Закономерно, что эти важнейшие материалы использовались во всех пенсионерских
работах.
Увражи с различными гипотетическими реконструкциями древнего плана «вечного города»
были безусловно важным подспорьем для «реставрации» крупных ансамблей античного Рима. Первые его наметки
были даны еще в работах Пирро Лигорио
(1500–1583), этим занимались Альберти и Рафаэль.
Из более поздних попыток реконструкции плана Рима большую известность получили таблицы Д.Нолли (1692–1756),
опубликованные в 1748 году, капитальный труд Д.Б.Пиранези «Римские древности»
(т. I–IV), начавший издаваться в 1752 году, работа Антонио Нибби «О Римском форуме, священной дороге и прилегающих местах» 1819
года, а также великолепные увражи Луиджи Канины, хорошо известные в России.
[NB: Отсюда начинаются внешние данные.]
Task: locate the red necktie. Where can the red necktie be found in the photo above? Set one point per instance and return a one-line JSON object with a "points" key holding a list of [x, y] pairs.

А.Т.Дурнов, характеризуя свою работу над «реставрацией»
Тибертинского острова в
Риме (острова Эскулапа на Тибре), писал, что «по неимению (...) ныне никаких остатков
от (...) находившихся на сем острове в древности зданий» он «руководствовался одними показаниями
различных достоверных писателей». В какой степени литературное описание может быть
исчерпывающим и послужить основанием для архитектурных чертежей, легко может
представить себе каждый. Однако за неимением других данных архитекторы
использовали литературные и поэтические тексты, изображения на монетах, медалях
и рельефах и т. д. Само появление подробных
объяснительных записок к проектам, без
которых уже не обходились «реставрации» пенсионеров Академии художеств, было
важным завоеванием этого периода.
Важным
новшеством этого периода является и обозначение даты «реставрированного» памятника. Особенно важно это для крупных
ансамблей; если единичный памятник
«реставрировался» в первой половине XIX века всегда
с ориентацией на время завершения его
первоначального замысла, и это подразумевалось само собой, то выбрать дату для «реставрации» ансамбля
разновременных построек было
значительно труднее. Тем не менее, такие
оговорки, необходимые для подлинно научных графических реконструкций, уже иногда делались. Так, А.С.Никитин для
реставрации ансамбля римских форумов выбрал начало IV в. н. э. —
время правления императора Константина, а А.Т.Дурнов для реставрации
Тибертинского острова в Риме — время императора Августа. Усиление научной значимости «проектов реставрации» античных
памятников отражает общую тенденцию в архитектурном творчестве того
времени — ориентацию в большей степени на
архитектора-аналитика, ученого, чем на архитектора-творца.
В
грандиозном проекте А.С.Никитина (1834–1840) также наметилась тенденция к воссозданию облика не только отдельного
памятника или ансамбля, но и окружающей их городской
среды. Архитектор «не ограничился одними зданиями, непосредственно окружающими форумы, но реставрировал и
здания, находившиеся между помянутыми высотами». Этот вид «реставрации» не
получил развития в
«проектах реставрации» античных памятников, а был продолжен уже в работах по русскому
зодчеству во второй половине XIX —
начале XX века. Неслучайно за свой проект зодчий был избран
членом Римской Академии древностей.
Хотя «реставрации» античных сооружений в то время еще оставались основополагающими в пенсионерских поездках, круг исследуемых памятников неумолимо
расширялся как за счет изучения
средиземноморских культур, предшествовавших развитию культур античной Греции и
Рима (в первую очередь это относится
к изучению архитектурных памятников
Египта, ставшего после знаменитого
похода Наполеона особенно притягательным для европейских художников и
архитекторов), так и за счет изучения
различных христианских памятников (прежде всего византийских и романских).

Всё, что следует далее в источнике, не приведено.